Les deux sacs ont encombré Mark durant des semaines, mais il n’a rien voulu vendre. Quand par hasard, il a croisé Sandro, il lui simplement rendu son bien.
Sans doute qu’à cette heure-ci, le ferry accoste sur l’île. Certains habitants de Staten Island n’ont jamais mis les pieds à Manhattan. Mark les envie tout d’un coup, sans savoir pourquoi.
Il pense au type des cinquante dollars. Ça lui arrive parfois. Cinq ans que les billets dorment dans sa doublure. En retenant sa respiration, il les sort du sac plastique, les palpe du bout des doigts et, précipitamment, comme s’il se les volait à lui-même, les range dans son portefeuille. Après, ses mains tremblent légèrement.

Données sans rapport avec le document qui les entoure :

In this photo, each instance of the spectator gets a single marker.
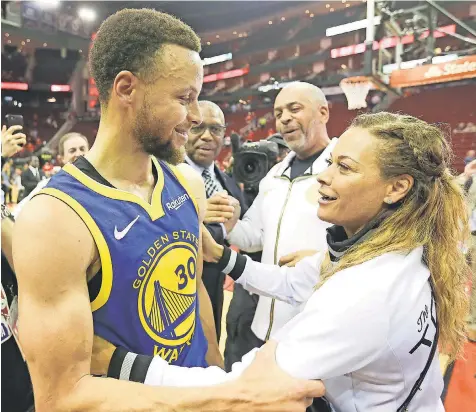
(470, 156)
(32, 176)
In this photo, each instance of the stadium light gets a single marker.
(87, 14)
(346, 28)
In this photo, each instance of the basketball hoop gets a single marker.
(356, 90)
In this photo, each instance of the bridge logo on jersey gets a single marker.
(167, 295)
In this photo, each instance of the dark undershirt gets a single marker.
(299, 166)
(94, 284)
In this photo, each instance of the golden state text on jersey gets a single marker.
(145, 296)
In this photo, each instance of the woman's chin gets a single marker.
(325, 217)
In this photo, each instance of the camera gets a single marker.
(253, 161)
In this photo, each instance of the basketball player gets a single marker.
(124, 228)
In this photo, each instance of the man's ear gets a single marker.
(125, 87)
(324, 111)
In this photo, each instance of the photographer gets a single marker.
(254, 160)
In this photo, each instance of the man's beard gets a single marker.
(151, 143)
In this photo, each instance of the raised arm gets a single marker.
(293, 285)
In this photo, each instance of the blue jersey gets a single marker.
(147, 295)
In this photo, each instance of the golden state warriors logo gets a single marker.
(167, 295)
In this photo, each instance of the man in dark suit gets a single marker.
(31, 176)
(203, 147)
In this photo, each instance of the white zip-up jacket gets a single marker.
(282, 220)
(369, 333)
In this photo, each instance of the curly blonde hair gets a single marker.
(432, 215)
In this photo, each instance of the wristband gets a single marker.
(6, 212)
(232, 263)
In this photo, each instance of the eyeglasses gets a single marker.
(216, 130)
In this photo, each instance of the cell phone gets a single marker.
(14, 120)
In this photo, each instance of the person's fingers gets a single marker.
(19, 138)
(209, 220)
(268, 350)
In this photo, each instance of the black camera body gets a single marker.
(253, 161)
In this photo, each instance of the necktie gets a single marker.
(211, 185)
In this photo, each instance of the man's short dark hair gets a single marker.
(129, 40)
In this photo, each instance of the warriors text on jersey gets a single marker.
(145, 296)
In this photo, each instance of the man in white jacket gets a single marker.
(280, 220)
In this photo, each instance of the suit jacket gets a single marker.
(29, 181)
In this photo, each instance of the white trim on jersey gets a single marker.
(367, 332)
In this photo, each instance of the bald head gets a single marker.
(302, 113)
(206, 140)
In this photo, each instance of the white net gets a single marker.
(356, 91)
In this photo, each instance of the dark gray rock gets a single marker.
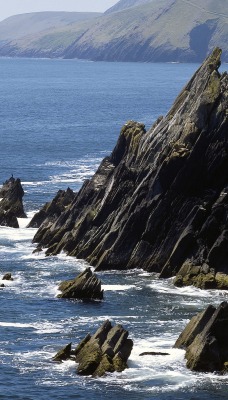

Il a maintenant assez d’argent pour se payer un hamburger dans un diner, un livre, un journal et des cigarettes.
Alors qu’il engage un mouvement pour se lever du banc, une femme se plante devant lui.
— C’est toi, Mark ? lui demande Sally, d’une voix inchangée.

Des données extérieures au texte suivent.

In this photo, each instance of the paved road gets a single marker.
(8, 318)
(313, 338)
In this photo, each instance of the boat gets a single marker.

Photo : Sculpture Marisol Escobar : American Merchant Mariners’ Memorial

Une étoile pour Hermann Barrel

De la poussière d’étoiles tombe du ciel. Personne ne la remarque à part Hermann Barrel qui remarque toujours un tas de choses étranges en sortant du pub. Mais il en voit aussi avant d’y entrer. C’est pour les oublier qu’il va se mettre mal.

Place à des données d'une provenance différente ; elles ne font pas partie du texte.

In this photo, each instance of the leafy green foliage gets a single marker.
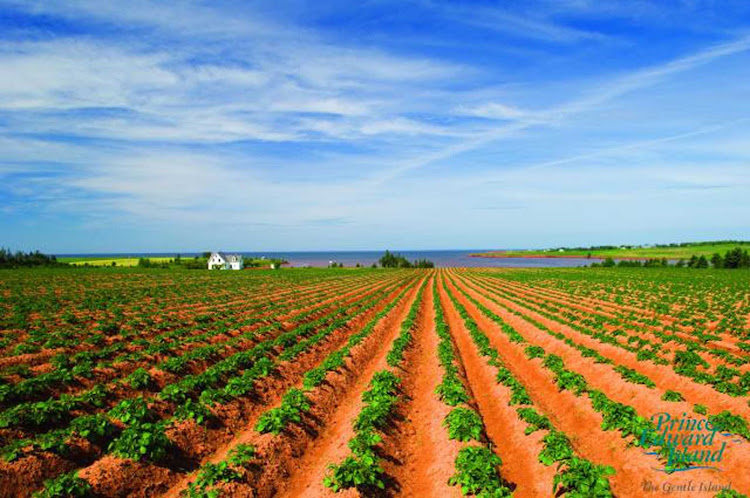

Les particules d’étoiles tournoient au-dessus de sa tête avant de tomber dans une flaque. Hermann s’agenouille pour fouiller délicatement le liquide. Ses compagnons le regardent faire et finalement l’abandonnent.
Les mains d’Hermann scintillent. Bouche bée, il admire les minuscules grains lumineux et cherche vaguement ses comparses du regard pour leur faire profiter du prodige. Il n’est pas surpris qu’ils ne soient plus là. C’est à peine s’il se souvient d’eux. Il y avait Eliott Barnett, c’est certain. Sa femme l’a quitté depuis peu. Il ne pouvait être qu’au pub. Quant aux autres gars, trou noir.
Il pense à la femme d’Eliott un moment. Une écossaise rigide avec des seins plats et des lèvres fines tracées de deux traits de crayon hésitants. Une bigote convaincue qu’il y a une part divine à l’intérieur de toute chose et de tout être et qui, pour son malheur, a épousé un homme qui en est dépourvu. Il y a trois jours, elle a fait venir un prêtre pour qu’il constate ce fait par lui-même et justifie auprès de Dieu sa décision de se séparer d’un tel individu. Elle craignait probablement que sans assentiment céleste, sa rupture lui coûte sa place au paradis. Eliott est rentré chez lui ce soir-là plus saoul qu’il ne l’a jamais été. Illico, le prêtre a déclaré que le diable avait mille visages et qu’il reconnaissait parfaitement celui-là pour l’avoir croisé souvent aux portes de Sodome. Il a rajouté que l’on ne sauve pas ceux qui s’abreuvent du sang de Lucifer. Par acquis de conscience, il a tout de même rappelé à la femme d’Eliott le pour-le-pire. Elle lui a rétorqué que le pire valait que s’il y avait eu du meilleur, ce qui n’était pas le cas. Après quoi, elle lui a tendu un chèque à quatre zéros. L’homme de Dieu a hoché la tête en le pliant en deux, avant de lâcher sur le pas de la porte : « Je Lui parlerai.»
Hermann Barrel regarde les résidus stellaires s’éteindre un à un dans sa paume. Au fond, il sait bien que ça n’est que de la limaille de fer. Ses mains sentent la pisse. Une odeur familière qui lui rappelle son chien. Une saleté d’animal qui se soulage systématiquement dans le hall d’entrée de l’immeuble après s’être retenu tout le temps de sa visite au parc à chiens.
L’aube sera bientôt là. Il faut filer. Hermann serre son poing. Il sait que les étoiles ne tombent pas en lambeau du ciel. Que cela n’arrive qu’aux hommes, à ras le sol.
Cependant, il serre plus fort, imaginant qu ‘une particule astrale pénètre dans son réseau sanguin et circule au gré des courants aléatoires de son cœur usé. Il pense que la femme d’Eliott serait heureuse de constater qu’il possède en lui une part divine. Puis il pense qu’elle ne verrait rien du tout.
Quand Hermann rentre chez lui, son chien lui saute dessus comme à l’accoutumée et renifle son torse, ses bras, son cou, ses jambes. Puis il se met à lécher consciencieusement une petite plaie dans la paume de sa main avant d’aboyer et de frétiller à la porte pour aller pisser dans le hall.